When should I call an end of life doula?

When should I call an end of life doula?
2 Responses
  • Anonymous User
    July 14th, 2020

    When you have some awareness that you're going to die and you want to prepare yourself for it, or when there's some triggering event like a diagnosis and you're like, "This thing is going to end, I should probably do something."

  • Anonymous User
    July 21st, 2020

    It's almost impossible to start too early and it can be really heartbreaking if you start too late. People often are resistant because they think that calling in a death doula somehow hastens the death. They think that it's somehow a failure when, in fact, absolutely the opposite is true. 


    Part of what I do in my work as a death doula is help create conditions so love can flow in the system. That's what brings healing. If people come and start to share and talk about important issues and start to pay attention and plan for what's coming, none of that is ever wasted.
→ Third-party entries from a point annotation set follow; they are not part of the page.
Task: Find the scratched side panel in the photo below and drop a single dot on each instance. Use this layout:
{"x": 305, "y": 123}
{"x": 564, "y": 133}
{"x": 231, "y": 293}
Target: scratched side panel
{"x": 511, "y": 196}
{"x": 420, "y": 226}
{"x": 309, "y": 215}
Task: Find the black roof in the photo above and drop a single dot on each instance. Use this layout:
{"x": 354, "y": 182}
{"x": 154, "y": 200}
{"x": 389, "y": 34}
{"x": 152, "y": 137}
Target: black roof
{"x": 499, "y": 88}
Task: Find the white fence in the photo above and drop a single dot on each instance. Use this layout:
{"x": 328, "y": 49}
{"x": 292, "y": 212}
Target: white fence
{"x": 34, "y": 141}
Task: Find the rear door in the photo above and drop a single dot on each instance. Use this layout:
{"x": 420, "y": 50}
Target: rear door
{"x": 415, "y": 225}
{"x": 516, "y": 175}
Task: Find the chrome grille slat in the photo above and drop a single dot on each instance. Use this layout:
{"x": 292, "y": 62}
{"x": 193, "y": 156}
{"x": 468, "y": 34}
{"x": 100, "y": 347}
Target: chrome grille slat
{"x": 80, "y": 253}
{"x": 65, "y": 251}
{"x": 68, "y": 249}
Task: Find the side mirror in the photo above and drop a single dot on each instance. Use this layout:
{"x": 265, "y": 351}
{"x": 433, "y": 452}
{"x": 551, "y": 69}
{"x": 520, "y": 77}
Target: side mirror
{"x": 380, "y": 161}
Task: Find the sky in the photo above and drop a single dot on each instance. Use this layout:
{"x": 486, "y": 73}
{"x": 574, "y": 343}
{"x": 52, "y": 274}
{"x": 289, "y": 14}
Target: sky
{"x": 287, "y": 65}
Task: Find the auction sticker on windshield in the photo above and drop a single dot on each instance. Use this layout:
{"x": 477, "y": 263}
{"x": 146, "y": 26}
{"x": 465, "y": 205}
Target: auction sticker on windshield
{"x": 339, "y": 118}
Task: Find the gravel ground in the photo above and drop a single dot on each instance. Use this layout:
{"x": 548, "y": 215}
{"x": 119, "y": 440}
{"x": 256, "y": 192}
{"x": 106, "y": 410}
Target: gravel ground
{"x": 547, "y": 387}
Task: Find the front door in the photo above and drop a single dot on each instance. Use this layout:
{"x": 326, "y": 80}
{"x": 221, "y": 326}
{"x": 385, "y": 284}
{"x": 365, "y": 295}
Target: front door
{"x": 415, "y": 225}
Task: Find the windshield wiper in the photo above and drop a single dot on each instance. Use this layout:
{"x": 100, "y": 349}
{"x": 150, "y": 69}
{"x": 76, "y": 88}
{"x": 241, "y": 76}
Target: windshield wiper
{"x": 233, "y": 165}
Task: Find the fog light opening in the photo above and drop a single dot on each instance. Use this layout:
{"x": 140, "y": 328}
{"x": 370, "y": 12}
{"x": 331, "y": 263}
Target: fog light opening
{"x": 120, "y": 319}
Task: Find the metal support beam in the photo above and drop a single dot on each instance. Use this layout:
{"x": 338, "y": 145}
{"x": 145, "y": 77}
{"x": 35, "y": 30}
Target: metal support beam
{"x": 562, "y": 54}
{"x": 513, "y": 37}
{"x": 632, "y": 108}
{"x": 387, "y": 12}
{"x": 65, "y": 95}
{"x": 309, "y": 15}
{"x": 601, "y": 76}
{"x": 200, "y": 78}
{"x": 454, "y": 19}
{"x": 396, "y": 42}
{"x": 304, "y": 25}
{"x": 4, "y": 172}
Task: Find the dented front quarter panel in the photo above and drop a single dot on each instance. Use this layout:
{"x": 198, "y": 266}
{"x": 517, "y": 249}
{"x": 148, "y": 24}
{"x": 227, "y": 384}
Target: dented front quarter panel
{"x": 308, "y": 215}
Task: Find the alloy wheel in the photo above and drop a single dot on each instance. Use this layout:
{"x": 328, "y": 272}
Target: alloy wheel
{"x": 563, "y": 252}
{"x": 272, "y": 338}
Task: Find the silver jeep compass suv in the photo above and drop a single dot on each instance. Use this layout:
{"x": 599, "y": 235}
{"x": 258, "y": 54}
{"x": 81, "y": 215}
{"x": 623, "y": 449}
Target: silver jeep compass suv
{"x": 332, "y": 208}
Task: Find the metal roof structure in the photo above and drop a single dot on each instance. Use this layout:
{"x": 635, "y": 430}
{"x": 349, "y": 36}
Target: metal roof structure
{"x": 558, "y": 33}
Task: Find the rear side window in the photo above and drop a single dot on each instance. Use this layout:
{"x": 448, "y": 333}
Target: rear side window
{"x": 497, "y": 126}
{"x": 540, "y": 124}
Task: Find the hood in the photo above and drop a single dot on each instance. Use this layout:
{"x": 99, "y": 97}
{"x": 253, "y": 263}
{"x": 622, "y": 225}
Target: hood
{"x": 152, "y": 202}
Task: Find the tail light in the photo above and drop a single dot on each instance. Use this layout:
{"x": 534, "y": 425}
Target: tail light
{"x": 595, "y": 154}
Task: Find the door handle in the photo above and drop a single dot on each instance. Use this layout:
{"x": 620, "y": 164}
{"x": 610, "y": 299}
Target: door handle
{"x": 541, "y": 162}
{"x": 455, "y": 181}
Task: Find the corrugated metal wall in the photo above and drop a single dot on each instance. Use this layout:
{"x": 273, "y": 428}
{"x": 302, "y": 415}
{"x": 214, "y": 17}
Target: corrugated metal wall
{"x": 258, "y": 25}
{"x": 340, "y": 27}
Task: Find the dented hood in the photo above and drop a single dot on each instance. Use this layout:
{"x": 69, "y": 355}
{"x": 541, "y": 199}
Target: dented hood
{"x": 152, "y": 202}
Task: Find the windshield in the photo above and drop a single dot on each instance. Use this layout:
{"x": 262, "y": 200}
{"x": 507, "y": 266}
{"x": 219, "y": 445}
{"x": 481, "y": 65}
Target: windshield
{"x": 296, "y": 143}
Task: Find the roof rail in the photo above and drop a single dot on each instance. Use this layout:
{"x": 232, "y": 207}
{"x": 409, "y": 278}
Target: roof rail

If someone lives a little bit or a lot longer than you expect, well, that work is still well worth it. 


    As soon as death is in the space, as soon as you receive a complex diagnosis, as soon as someone takes a turn. What happens in families is, sometimes there's an elephant in the middle of the room where, let's say dad is ill and dying. The siblings talk to each other and maybe each sibling talks individually to the mom, but nobody talks to the dad. And nobody talks about it in the whole family. As soon as that starts happening, that's a good time to call a death doula because getting that elephant out from underneath the rug and allowing people to stand together and face this difficult thing as a collective, as a whole, is what allows us the capacity to meet it.